2

I am trying to find the signed curvature of a function, I have so far that

$$g'(t)=(\cos(\cosh(t)), \sin(\cosh(t)))$$

I know that $g'$ is unit speed so i don't have to parametrize by arc length, and I know that the direction of $g'$ is measured by the angle $\phi$ such that $g'(t)=(\cos(\phi t), \sin(\phi t))$ but I'm unsure how to apply this here.

J.c
  • 81
  • 1
    the implicit $g$ is an arc-parameterization because $||g'||=1$, so together with $g''$ you should be doing fine – janmarqz Jan 19 '14 at 17:04

1 Answers1

0

To find $x(t),y(t)$ one is compelled to solve this integrals: $$x(t)=\int^t_0\cos(\cosh(u))du\quad \mbox{and}\quad y(t)=\int^t_0\sin(\cosh(u))du,$$ but you don't need to.
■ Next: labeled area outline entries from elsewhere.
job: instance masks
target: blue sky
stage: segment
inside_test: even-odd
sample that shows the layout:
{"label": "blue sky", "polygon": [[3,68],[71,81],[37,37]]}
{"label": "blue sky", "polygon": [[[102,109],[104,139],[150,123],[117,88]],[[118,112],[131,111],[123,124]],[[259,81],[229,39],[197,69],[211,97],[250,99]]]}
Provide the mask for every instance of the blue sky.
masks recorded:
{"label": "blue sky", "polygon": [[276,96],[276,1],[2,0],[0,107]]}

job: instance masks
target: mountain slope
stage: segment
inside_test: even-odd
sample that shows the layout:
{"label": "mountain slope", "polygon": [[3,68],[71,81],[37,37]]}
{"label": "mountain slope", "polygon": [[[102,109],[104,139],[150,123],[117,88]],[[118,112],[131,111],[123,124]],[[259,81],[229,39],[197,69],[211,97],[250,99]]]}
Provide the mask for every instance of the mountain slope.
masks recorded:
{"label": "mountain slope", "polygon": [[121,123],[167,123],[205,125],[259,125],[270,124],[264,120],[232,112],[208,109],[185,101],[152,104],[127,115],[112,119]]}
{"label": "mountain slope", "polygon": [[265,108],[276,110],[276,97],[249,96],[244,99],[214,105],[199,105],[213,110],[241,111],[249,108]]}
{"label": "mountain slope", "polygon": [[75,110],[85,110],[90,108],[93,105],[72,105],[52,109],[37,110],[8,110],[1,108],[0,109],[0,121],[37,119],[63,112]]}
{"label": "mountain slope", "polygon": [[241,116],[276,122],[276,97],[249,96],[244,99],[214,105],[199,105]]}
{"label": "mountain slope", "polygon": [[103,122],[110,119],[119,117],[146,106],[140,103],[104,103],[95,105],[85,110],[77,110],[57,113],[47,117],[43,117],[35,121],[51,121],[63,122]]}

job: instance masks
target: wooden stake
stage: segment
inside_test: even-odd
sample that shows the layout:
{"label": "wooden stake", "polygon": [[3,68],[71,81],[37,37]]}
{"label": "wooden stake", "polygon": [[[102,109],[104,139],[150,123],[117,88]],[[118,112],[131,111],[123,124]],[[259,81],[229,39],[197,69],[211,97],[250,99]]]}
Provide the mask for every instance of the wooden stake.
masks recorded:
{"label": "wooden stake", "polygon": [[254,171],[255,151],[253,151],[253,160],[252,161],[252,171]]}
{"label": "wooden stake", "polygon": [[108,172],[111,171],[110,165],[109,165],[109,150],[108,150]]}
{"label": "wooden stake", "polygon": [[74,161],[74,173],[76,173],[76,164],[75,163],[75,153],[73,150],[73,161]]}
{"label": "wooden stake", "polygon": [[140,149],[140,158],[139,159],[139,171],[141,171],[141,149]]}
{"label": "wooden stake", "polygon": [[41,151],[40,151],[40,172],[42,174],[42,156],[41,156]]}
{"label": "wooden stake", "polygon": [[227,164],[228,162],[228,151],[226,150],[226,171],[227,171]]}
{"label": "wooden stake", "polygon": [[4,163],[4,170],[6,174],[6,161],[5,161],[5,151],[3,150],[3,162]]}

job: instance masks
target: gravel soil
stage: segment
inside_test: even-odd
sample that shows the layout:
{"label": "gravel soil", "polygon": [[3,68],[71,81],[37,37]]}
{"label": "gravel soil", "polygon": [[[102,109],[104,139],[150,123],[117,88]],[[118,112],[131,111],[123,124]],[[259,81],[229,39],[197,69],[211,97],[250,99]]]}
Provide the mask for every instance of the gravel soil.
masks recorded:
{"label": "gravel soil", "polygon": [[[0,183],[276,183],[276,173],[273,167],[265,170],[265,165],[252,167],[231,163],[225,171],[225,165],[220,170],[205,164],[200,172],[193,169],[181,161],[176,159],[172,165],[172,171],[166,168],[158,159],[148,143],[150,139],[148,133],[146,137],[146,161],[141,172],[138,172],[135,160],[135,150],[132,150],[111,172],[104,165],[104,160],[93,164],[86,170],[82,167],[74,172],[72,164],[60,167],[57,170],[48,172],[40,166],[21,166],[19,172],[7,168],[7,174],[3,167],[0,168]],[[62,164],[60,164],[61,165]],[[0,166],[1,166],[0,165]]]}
Now, if we choose $g(t)=(x(t),y(t))$ we can compute the signed curvature with $$k(t)=\frac{x'(t) y''(t) - y'(t) x''(t)}{(x'(t)^2 + y'(t)^2)^{3/2}}.\qquad (*)$$

Since we already have $g'(t)$ it is remaining to compute $g''(t)$.

This is $g''(t)=(-\sin(\cosh(t))\sinh(t),\cos(\cosh(t))\sinh(t))$

Substituting into $(*)$ then we are going to have $$k(t)=\sinh(t),$$ as the signed curvature for such a $g(t)$.

janmarqz
  • 10,538